TJ and John will probably have little choice in the matter, considering that their Grammy-nominated single “Stay a Little Longer” is well past 22 and inside the Top 5 as Brothers Osborne prepare for the January 15th release of their debut album Pawn Shop. The long-awaited collection combines a handful of recordings from earlier sessions with newer ones overseen by Jay Joyce (Eric Church) and seasons the brothers’ thumping country-rock with a decidedly blue-collar flavor.
That much should be apparent from the video for Brothers Osborne’s earlier single “Rum” (included on Pawn Shop), where TJ and John eschew the typical summer party scenery for the humble dockside bar and gray skies of their Deale, Maryland, hometown. Weathered fishermen trawl for crabs in the bay and the guys knock back shots while buddies give heroic lip-sync performances of the song, which extolls the virtues of appreciating what one has in the present. There’s something remarkably (and refreshingly) ordinary about the clip, standing in stark contrast to the rustic opulence often found in country videos.

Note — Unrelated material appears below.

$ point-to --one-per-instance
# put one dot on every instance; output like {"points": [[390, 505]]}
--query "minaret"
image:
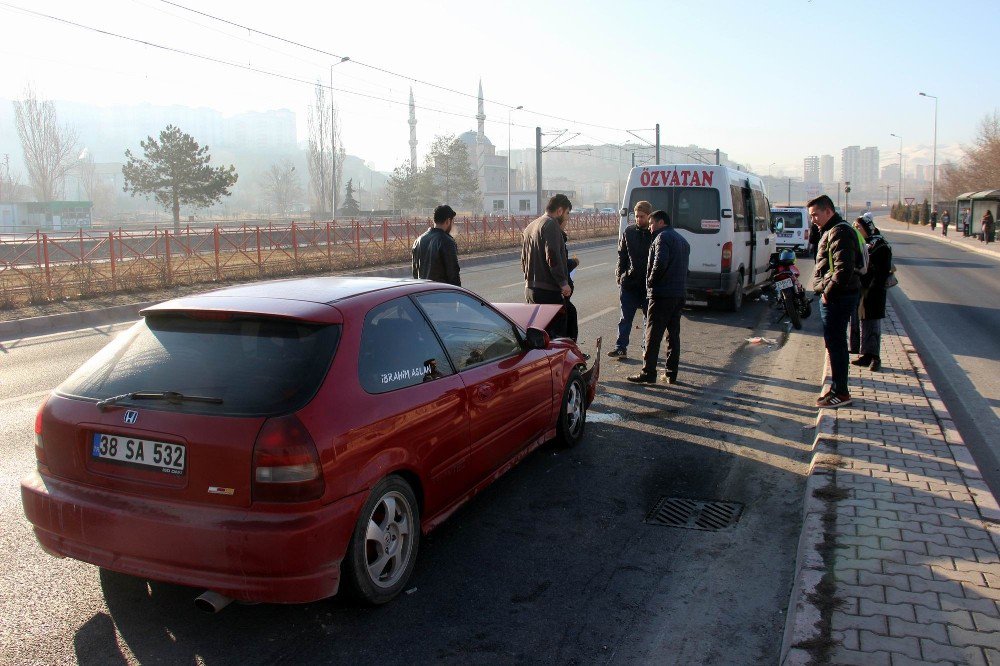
{"points": [[481, 141], [413, 133]]}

For all its ostensible connections to the common man, country music sometimes has a wide gulf between its very wealthy celebrity performers and its diverse audience. Brothers Osborne, on the other hand, seem not that far removed from working class life — a couple of plumbers’ sons who figured out how to make a little money through music and welcomed the chance do something other than skilled labor.
“We didn’t have a lot as kids,” says John, the long-haired, ginger-bearded half of the pair. “But our families were always having a good time — laughing, carrying on, drinking beer. We couldn’t afford to go to the ocean, so we just ran around with a garden hose and we just made the best of it. That’s who we are. We didn’t come from much but we had the best time possible.”
Their father — a fan of classic rock and classic country alike — insisted they learn enough songs to play four-hour sets when they first began giving public performances. The bar from the “Rum” video — Happy Harbor — is where the two had their first paying gigs as teenagers.